Vitamins and Minerals


Both vitamins and minerals are micronutrients. Most UNprocessed foods have both of these necessary factors "built in" so to speak. But processed foods often do not. It is important to realize that these micronutrients play a vital role in our health.


Vitamins are all organic compounds that will each aid or is necessary for various physiologic functions and processes. Vitamins are NOT and energy source like our macronutrients - but they often play a role in the break down of those nutrients in order for our body to utilize them. Vitamins come in two varieties or classifications: water-soluble vitamins and fat-soluble vitamins.

Fat-Soluble Vitamins are stored in your body's cells that are rich in lipids (fats). Remember that "likes dissolve likes" for solubility rules and fat-soluble vitamins are almost completely hydrocarbons made up of just carbon and hydrogen. The main vitamins that are in this class are vitamins A, D, E, and K. Your body does not readily "dispense" with these compounds in that the hydrophobicity and non-polar nature allows them to harbor in your lipid-rich tissues. Therefore they CAN be taken in excess and your body will build to unhealthy levels leading to very unpleasant symptoms like fatigue, headache, and blurred vision - too much of a good thing here. Too much can also be taxing on your liver. Too much vitamin D can lead to heart and kidney damage. Vitamin A will dimerize (add to itself) and convert to beta-carotene which is totally a hydrocarbon with no oxygens and is therefore fat-soluble.

Water-Soluble Vitamins are easily dissolved in your aqueous fluids and any excess is easily excreted in the urine. They are not stored in the body in any significant way. Because of this high solubility, you must constantly eat foods that provide these vitamins (or take supplements). The water-soluble vitamin set are vitamin C and the whole set of B-vitamins, know as the vitamin B complex which includes B1 (thiamin), B2 (riboflavin), B3 (niacin), B5 (pantothenic acid), B6 (pyridoxine), B7 (biotin), B9 (folic acid), and B12 (cobalamins).


Minerals is another way to really just say ionic compounds. In general, minerals are really the way we get essential elements into our diet. All these elements eventually get incorporated into various physiological pathways and like vitamins, play a crucial role. We break this category down into 3 sub-classifications.

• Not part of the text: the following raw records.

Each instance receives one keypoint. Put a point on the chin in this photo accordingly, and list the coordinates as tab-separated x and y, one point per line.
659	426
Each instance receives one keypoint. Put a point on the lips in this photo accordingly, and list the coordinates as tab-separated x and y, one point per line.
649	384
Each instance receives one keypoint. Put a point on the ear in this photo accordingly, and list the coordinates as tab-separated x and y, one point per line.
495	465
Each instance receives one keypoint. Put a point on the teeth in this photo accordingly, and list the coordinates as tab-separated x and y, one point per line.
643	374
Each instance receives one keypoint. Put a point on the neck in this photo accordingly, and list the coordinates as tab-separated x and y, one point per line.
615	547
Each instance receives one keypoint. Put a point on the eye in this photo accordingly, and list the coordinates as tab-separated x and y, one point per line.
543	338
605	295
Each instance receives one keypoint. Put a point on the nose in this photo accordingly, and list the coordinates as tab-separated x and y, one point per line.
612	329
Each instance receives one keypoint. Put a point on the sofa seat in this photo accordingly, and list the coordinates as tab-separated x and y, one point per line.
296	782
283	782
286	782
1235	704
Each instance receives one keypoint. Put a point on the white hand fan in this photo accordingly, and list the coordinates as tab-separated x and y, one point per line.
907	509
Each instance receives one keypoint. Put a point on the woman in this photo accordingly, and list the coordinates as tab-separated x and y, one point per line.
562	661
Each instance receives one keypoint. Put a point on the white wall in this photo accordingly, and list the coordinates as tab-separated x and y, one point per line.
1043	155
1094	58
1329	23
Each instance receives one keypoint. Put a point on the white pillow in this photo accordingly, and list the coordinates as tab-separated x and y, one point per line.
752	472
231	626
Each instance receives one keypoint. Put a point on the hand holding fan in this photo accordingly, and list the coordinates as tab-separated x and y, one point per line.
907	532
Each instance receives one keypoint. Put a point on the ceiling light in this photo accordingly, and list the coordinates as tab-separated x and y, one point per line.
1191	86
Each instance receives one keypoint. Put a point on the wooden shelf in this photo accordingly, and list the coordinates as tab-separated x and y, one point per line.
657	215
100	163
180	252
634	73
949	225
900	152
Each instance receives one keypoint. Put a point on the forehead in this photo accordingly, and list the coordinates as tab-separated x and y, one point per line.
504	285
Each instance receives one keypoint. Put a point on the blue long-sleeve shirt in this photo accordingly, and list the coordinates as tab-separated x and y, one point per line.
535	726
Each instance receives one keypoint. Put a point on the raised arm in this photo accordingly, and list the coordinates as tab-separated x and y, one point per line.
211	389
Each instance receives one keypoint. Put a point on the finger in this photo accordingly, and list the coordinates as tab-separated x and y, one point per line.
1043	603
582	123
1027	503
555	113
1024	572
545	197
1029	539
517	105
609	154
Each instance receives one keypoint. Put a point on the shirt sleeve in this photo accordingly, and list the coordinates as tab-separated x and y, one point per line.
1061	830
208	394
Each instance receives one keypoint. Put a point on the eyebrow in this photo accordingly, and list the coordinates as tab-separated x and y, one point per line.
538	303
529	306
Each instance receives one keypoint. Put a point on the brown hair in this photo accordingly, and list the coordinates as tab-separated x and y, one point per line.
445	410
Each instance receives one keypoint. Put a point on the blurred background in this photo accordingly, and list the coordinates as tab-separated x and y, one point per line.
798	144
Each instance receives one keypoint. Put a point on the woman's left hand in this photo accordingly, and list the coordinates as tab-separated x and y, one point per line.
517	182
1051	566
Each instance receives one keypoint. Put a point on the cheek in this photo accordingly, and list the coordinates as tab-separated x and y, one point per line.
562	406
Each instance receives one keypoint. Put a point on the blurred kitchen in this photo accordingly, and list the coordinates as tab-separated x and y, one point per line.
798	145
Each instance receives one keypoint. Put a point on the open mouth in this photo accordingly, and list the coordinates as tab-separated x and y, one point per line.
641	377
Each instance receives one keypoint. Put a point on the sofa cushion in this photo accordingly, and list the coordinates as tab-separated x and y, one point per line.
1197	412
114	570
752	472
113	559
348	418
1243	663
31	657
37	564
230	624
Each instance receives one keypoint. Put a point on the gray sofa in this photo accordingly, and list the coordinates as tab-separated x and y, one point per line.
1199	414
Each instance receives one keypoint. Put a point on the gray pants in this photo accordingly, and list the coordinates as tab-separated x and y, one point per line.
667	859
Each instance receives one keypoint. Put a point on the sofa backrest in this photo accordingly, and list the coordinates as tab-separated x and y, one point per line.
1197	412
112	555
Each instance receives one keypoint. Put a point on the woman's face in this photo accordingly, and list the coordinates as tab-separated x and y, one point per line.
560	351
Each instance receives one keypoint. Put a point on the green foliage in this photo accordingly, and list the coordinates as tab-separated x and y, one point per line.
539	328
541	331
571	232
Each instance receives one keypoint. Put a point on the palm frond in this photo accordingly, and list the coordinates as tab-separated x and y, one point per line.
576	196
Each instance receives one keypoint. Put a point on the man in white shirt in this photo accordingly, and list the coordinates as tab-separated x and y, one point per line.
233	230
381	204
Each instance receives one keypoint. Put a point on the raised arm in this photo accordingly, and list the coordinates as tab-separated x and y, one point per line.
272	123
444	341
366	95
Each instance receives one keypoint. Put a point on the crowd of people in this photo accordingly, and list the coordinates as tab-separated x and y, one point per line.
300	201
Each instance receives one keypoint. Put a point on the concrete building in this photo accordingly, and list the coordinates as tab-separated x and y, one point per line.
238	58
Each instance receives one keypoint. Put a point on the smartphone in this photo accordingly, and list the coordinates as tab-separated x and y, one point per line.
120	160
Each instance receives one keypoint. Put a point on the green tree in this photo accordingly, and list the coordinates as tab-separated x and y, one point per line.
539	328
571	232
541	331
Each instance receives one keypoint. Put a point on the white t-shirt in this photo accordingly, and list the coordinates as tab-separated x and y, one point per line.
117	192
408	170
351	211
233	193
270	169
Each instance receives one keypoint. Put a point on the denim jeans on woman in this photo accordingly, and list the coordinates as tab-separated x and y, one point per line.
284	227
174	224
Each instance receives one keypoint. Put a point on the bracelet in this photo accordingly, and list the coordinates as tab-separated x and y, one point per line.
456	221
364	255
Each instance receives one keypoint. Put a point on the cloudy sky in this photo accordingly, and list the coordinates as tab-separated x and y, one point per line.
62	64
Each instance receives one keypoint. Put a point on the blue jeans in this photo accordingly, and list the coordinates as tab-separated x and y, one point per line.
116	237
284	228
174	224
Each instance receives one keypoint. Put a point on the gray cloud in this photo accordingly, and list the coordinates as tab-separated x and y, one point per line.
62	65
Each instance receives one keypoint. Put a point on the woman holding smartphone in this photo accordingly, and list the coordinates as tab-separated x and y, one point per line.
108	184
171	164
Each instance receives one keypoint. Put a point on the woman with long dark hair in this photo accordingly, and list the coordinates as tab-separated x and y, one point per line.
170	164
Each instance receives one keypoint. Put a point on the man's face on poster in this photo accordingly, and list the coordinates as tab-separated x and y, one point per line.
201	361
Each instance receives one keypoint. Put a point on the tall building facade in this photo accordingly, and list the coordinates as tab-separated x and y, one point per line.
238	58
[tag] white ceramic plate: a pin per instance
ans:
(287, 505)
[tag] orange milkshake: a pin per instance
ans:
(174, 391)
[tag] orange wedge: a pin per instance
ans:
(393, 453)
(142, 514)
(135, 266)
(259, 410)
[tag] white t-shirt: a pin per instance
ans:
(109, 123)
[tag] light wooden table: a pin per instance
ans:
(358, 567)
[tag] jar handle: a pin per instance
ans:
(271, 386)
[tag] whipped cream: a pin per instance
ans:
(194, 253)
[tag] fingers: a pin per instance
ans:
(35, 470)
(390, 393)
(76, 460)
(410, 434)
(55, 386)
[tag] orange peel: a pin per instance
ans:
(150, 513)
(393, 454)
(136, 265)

  • Macrominerals: Ca, P, Cl, K, S, Na, and Mg. You will need about 1-2 grams of these each day. Remember, I list this as elements, but they exist and enter your body as the common ions of these elements in the form of a salt or ionic compound.
  • Microminerals: Fe, Cu, and Zn. You need iron to have healthy and functioning blood - specifically your red blood cells that are rich in hemoglobin which depends on iron in order to function. Quantity-wise, you only need 10-100 mg of these each day.
  • Trace Minerals: I, F, Se, V, Cr, Mn, Co, Ni, Mo, B, Si, and Sn. Trace means that only a trace is needed - like in the microgram (µg or mcg) range.

Below is a little periodic table that highlights all the elements (minerals) that are essential for proper health.

The biggest of all the minerals is Ca and P. Why? Those are the primary elements that make your bones. So percentage-wise, Ca and P are in your body in the highest weight percent compared to all the other elements.